A colunista social morreu nessa quarta na Casa de Saúde São José, no Rio de Janeiro

Foto: Zzn Peres
Credit...Foto: Zzn Peres

O jornalismo brasileiro, em especial o colunismo social, ficou mais pobre ontem com a morte de Anna Maria Ramalho, aos 73 anos. Atuante e incansável, ela sempre soube se reinventar. Como na pandemia da Covid-19, quando passou a explorar em entrevistas diárias “online” as possibilidades das redes sociais. Anna Ramalho só interrompeu as atividades em junho, após ser diagnosticada, um mês antes, com dois tumores no pulmão esquerdo. Corajosa, escreveu sobre a doença em seu site para influenciar outros fumantes. Religiosa, pediu orações aos leitores e sua incontável legião de amigos.
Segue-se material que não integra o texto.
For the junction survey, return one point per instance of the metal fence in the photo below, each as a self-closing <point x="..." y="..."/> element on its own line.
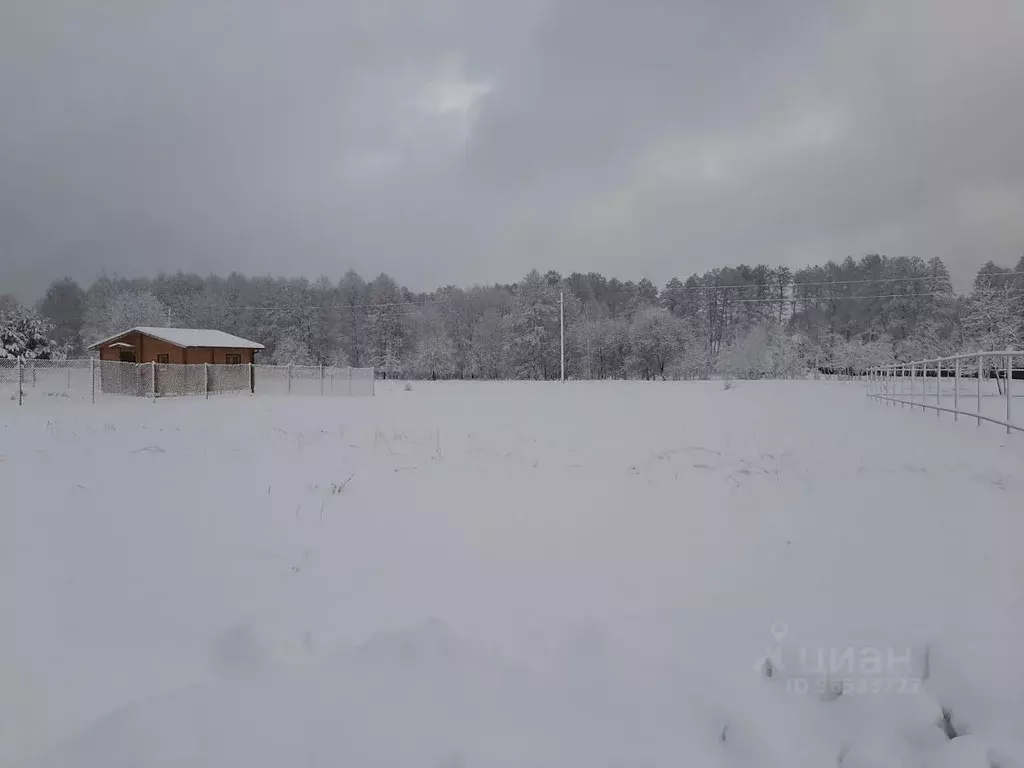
<point x="982" y="381"/>
<point x="92" y="379"/>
Até ser internada no começo deste mês na Casa de Saúde São José, em Botafogo, estava com esperanças de se recuperar. Mas a doença venceu sua fé e a enorme alegria de viver. Uma infecção pulmonar que causou uma embolia provocou a falência respiratória na tarde de ontem (27) e deixou uma imensa saudade para seu filho, o chef Christiano Ramalho, e as queridas netas Olívia e Antônia, além de em seus amigos e admiradores. O velório será nesta quinta- feira (28), das 13h às 16h, no Memorial do Carmo, no Caju.

Em sua longa carreira, iniciada em 1971, na “Revista Manchete”, e que prosseguiu em “O Estado de S. Paulo”, Anna chegou a flertar com a publicidade, mas o metier para vicejar seu talento insuperável era mesmo no jornalismo. As portas foram reabertas em “O Globo, em 1977. Lá trabalhou como assistente de Ibrahim Sued e Carlos Leonan, na coluna Swann. Ainda atuou na coluna de Boechat. Em 1990 foi trabalhar com Zózimo Barroso do Amaral, neste "JORNAL DO BRASIL".
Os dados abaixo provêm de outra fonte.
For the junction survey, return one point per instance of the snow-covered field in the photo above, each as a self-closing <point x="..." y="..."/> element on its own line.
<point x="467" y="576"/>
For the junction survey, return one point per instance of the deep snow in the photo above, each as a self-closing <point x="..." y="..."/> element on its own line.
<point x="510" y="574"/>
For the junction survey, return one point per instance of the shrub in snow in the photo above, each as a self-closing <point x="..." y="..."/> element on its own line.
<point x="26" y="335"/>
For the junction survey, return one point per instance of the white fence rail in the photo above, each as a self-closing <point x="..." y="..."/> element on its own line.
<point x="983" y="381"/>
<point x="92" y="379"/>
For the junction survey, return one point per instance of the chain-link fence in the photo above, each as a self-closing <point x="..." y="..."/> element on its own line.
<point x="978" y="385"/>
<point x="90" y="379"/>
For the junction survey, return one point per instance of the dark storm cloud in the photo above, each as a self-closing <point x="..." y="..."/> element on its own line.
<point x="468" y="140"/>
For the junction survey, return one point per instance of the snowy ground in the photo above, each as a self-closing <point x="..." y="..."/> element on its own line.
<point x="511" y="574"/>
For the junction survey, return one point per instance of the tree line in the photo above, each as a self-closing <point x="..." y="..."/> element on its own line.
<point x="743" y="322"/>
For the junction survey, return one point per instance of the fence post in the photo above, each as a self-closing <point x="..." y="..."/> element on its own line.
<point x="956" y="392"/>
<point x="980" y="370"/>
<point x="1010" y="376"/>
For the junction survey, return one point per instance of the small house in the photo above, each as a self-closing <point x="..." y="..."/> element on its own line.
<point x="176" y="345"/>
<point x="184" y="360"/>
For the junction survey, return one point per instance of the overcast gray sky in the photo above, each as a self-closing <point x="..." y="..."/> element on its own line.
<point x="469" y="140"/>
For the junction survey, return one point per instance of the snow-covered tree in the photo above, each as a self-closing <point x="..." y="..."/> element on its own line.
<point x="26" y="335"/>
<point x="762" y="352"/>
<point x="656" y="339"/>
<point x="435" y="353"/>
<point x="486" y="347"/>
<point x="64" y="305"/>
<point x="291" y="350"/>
Quando Zózimo trocou o JB pelo "O Globo", ela seguiu com Fred Suter, escudeiro de Zózimo, para “O Dia”. Em 2000 voltou ao JB, para assinar coluna diária. Percebendo os novos ares do jornalismo “online”, foi uma das colunistas pioneiras em criar o seu próprio blog. Em 2018, o amigo Omar Resende Peres, o Catito, ofereceu festa no “Hippopotamus” para festejar seus 40 anos de jornalismo, onde foi registrada esta foto por Zezinho Peres.

Conversar com Anna Ramalho era pura diversão. Democrata, sabia tratar bem a todos e era impiedosa com a corrupção e a má gestão do dinheiro público. Com a mesma elegância de estilo que empregava em saborosas notas compactas ou “pensatas” na coluna, ela revelava em “off” detalhes picantes e até constrangedores que vivenciou de algumas das mais importantes autoridades do país. A vida era para ser bem vivida com os amigos, dizia.

Siga em paz querida amiga. Seu sobrinho, Guilherme Amado, segue seus passos no site “Metrópoles”.